Deseó que realmente lo fuera.

– De acuerdo, vosotros -dijo el teniente, consultando una lista-. Va a bajar un segundo grupo. Iremos yo, la doctora Rajman y Jenny, como antes. Y Katsui, Harris y Johnston.

– ¿Y los demás? -preguntó Jeremy Williams, un rubio corpulento y de cuadrada mandíbula.

– Tranquilo, Jerry, ya te tocará -dijo alguien.

– Sí, en el viaje siguiente -dijo la sargento Ono Katsui. Era un buen plan, bajaban tres con experiencia y tres novatos.

– Esta vez llevaremos un esqueleto -dijo Shimizu-. Enviaremos una sonda robot a la grieta, y veremos qué guarda este sitio en las tripas ¿Está todo claro?

– ¿Quién pilotará el esqueleto, teniente?

– Shikibu. -La aludida alzó una mano. Era la que más contacto tenía con los combatientes, y Kenji había pasado a segundo plano.

– ¿Alguna pregunta más? Bien, a los trajes y luego al hangar.

Lo que llamaban el esqueleto era oficialmente un VOT (Vehículo Orbital de Transferencia.) Era un extravagante artilugio que llevaba un nombre bien puesto; apenas un armazón vagamente alargado impulsado por cohetes. Como en un autobús atestado, los pasajeros iban de pie, sujetos por cables de seguridad al armazón.

Era sencillo y fácil de manejar, y se utilizaba para llevar personas o carga entre dos naves en órbita.

Los seis se acomodaron, mientras Shikibu se ataba ante el puesto de piloto. Pulsó un interruptor y se encendieron las luces del tablero.

– Listo, Yuriko -dijo a la radio-. Abre el portalón.

El esqueleto se alzó bamboleándose y se dirigió hacia la gran compuerta. Hubo una leve sacudida mientras cruzaban el misterioso campo que retenía el aire.

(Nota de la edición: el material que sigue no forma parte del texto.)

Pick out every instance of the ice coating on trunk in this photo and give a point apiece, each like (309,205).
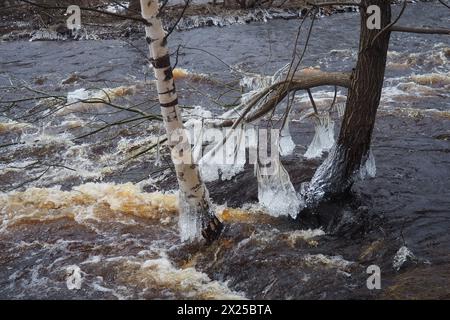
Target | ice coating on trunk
(287,145)
(189,221)
(323,139)
(224,161)
(276,194)
(368,169)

Pese a haberlo visto muchas veces en las pantallas, Shikibu sintió su ánimo sobrecogido ante el cometa. El firmamento presentaba un aspecto fantástico y cambiante, los gases y polvo de la coma reluciendo en azul, amarillo y carmesí.

La navecilla se aproximó gradualmente al núcleo rojo negruzco.

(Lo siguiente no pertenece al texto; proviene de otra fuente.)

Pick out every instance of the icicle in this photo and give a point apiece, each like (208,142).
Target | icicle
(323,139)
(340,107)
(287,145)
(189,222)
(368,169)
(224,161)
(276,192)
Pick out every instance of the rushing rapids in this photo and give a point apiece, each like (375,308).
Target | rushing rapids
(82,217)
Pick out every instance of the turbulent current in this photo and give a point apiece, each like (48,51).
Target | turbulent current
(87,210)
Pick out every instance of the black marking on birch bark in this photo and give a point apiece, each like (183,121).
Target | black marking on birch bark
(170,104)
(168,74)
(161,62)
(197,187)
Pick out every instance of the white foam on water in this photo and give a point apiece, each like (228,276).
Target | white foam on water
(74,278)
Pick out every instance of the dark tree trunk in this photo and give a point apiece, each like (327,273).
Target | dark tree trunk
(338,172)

Los dos grupos se dividieron.

– Ono -dijo Shimizu-, ve tú con la doctora.

A la orden.

– Los demás, vamos a la grieta. Shikibu nos llevará.

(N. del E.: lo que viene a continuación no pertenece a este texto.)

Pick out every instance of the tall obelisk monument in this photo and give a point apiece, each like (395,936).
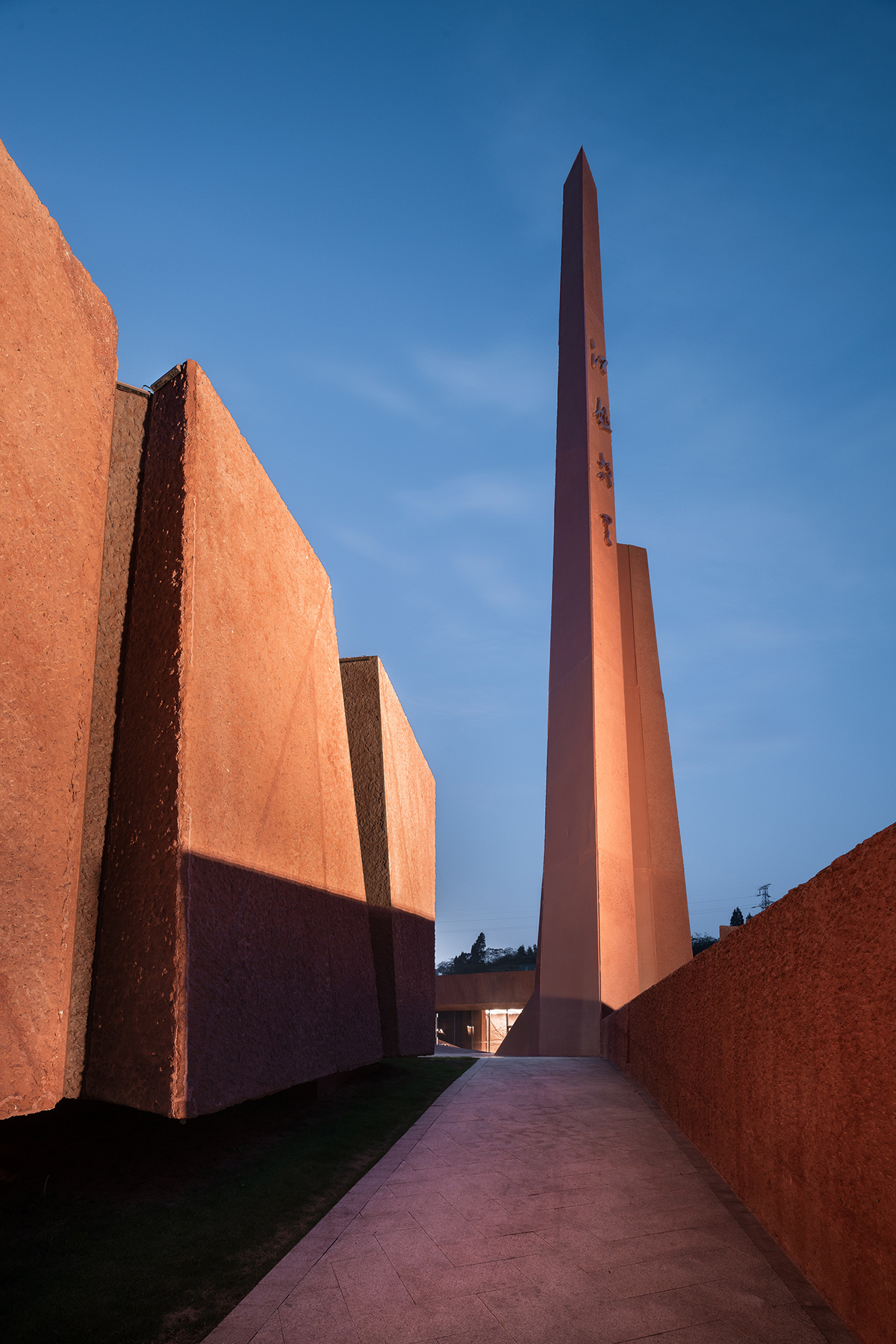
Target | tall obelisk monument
(615,914)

El esqueleto se elevó y alejó, mientras Ono y Benazir se posaban en la superficie helada del cometa. Benazir estaba absorta con los mapas de densidad que le mostraba un pequeño monitor en el interior de su casco. Ono miraba a un lado y a otro, intrigada por la novedad. Ambas mujeres avanzaron sobre el hielo, apenas rozándolo, impulsadas por sus mochilas.

Recorrieron unos cientos de metros. Benazir se detuvo a cinco metros sobre el hielo.